«Amico, come mai sei entrato qui senza l’abito nuziale?»
«Amīce, quomŏdo huc intrasti, non habens vestem nuptiālem?»
XX Settimana del Tempo Ordinario Mt 22,1-14
In quel tempo, Gesù, riprese a parlare con parabole [ai capi dei sacerdoti e ai farisei] e disse: «Il regno dei cieli è simile a un re, che fece una festa di nozze per suo figlio. Egli mandò i suoi servi a chiamare gli invitati alle nozze, ma questi non volevano venire. Mandò di nuovo altri servi con quest’ordine: “Dite agli invitati: Ecco, ho preparato il mio pranzo; i miei buoi e gli animali ingrassati sono già uccisi e tutto è pronto; venite alle nozze!”.
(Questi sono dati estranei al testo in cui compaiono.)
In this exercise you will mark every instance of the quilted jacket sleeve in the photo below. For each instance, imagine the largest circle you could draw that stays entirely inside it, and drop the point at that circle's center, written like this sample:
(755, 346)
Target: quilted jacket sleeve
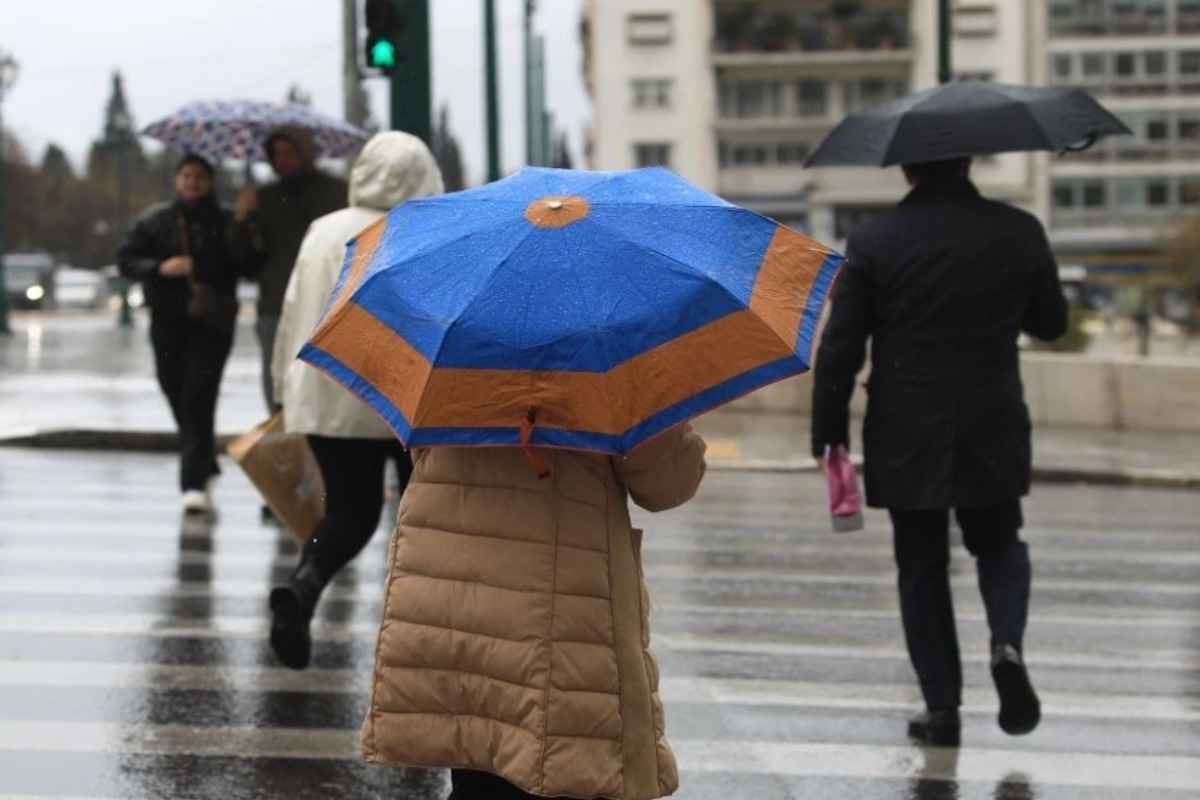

Ma quelli non se ne curarono e andarono chi al proprio campo, chi ai propri affari; altri poi presero i suoi servi, li insultarono e li uccisero. Allora il re si indignò: mandò le sue truppe, fece uccidere quegli assassini e diede alle fiamme la loro città. Poi disse ai suoi servi: “La festa di nozze è pronta, ma gli invitati non erano degni; andate ora ai crocicchi delle strade e tutti quelli che troverete, chiamateli alle nozze”.
Usciti per le strade, quei servi radunarono tutti quelli che trovarono, cattivi e buoni, e la sala delle nozze si riempì di commensali. Il re entrò per vedere i commensali e lì scorse un uomo che non indossava l’abito nuziale. Gli disse: “Amico, come mai sei entrato qui senza l’abito nuziale?”. Quello ammutolì. Allora il re ordinò ai servi: “Legatelo mani e piedi e gettatelo fuori nelle tenebre; là sarà pianto e stridore di denti”. Perché molti sono chiamati, ma pochi eletti».
Il commento di Massimiliano Zupi
Il comportamento dei primi invitati della parabola può sembrare strano: rifiutano di partecipare ad una festa, ad un banchetto dove avrebbero trovato abbondanza di prelibatezze da mangiare. Tutto era già pronto e gratuito: perché dire no? In effetti, è una situazione che troviamo anche in altri passi dell’Antico Testamento: acqua, vino e latte − annuncia Isaia − sono offerti senza denaro a chi è assetato e non ha denaro (Is 55,1-2); il pane del cielo − fa eco la Sapienza − è già pronto, si può prendere senza fatica ed è capace di procurare ogni delizia e soddisfare ogni gusto, trasformandosi in ciò che ognuno desidera (Sap 16, 20-21); il pane − ribadisce il salmista − è dato agli amici del Signore nel sonno, senza che abbiano lavorato né faticato (Sal 127/ 126,2).
Gli invitati della parabola rifiutano, per andare chi al proprio campo, chi ai propri affari: come sempre, averi e ricchezze, possesso e denaro sono di ostacolo ed impedimento all’accoglienza del vangelo. Il fatto è che per accettare l’invito, occorre essere disoccupati: avere il cuore libero da altre preoccupazioni ed obiettivi. Come spendere il proprio tempo? Nell’amore di Dio e del prossimo, o nei propri campi ed affari? Detto in questi termini, forse non è più così strano che gli invitati alle nozze abbiano declinato l’invito.
Il re quindi si rivolge a tutti i disoccupati trovati per via e la sala del banchetto finalmente si riempie. Ma ecco che anche allora la festa non può cominciare: un invitato non indossa l’abito nuziale. Non basta dunque essere disoccupati ed accettare l’invito: occorre anche vestire l’abito giusto. Di che abito si tratta? Come il cibo ci mantiene in vita, così gli indumenti ci conferiscono un determinato aspetto: ci danno forma e figura.
Ora, però, ci sono molti abiti: quello di Adamo, per coprire il proprio peccato (Gn 3,7); quello dell’uomo ricco, per apparire bello agli occhi dei convitati (Lc 16,19); quello degli Israeliti la notte dell’esodo, per affrontare il cammino (Es 12,11); quello di Giovanni nel deserto, per vivere di penitenza e di conversione (Mt 3,4).
Infine c’è questo degli invitati alle nozze del Figlio, dell’Agnello (Ap 19, 7-9): quale? È quello di Cristo, che ce ne ha fatto dono prima di salire sulla croce (Gv 19,23-24): la tunica inconsutile che ci è toccata in sorte. Partecipare al banchetto significa non solo, in negativo, essere disoccupati, ma anche, in positivo, vivere nell’amore di Gesù: essere rivestiti di lui (Rm 13,14; Gal 3,27); in questo senso, essere pieni di grazia (Lc 1,28). Altrimenti si rimane comunque nelle tenebre, nella tristezza e nella morte.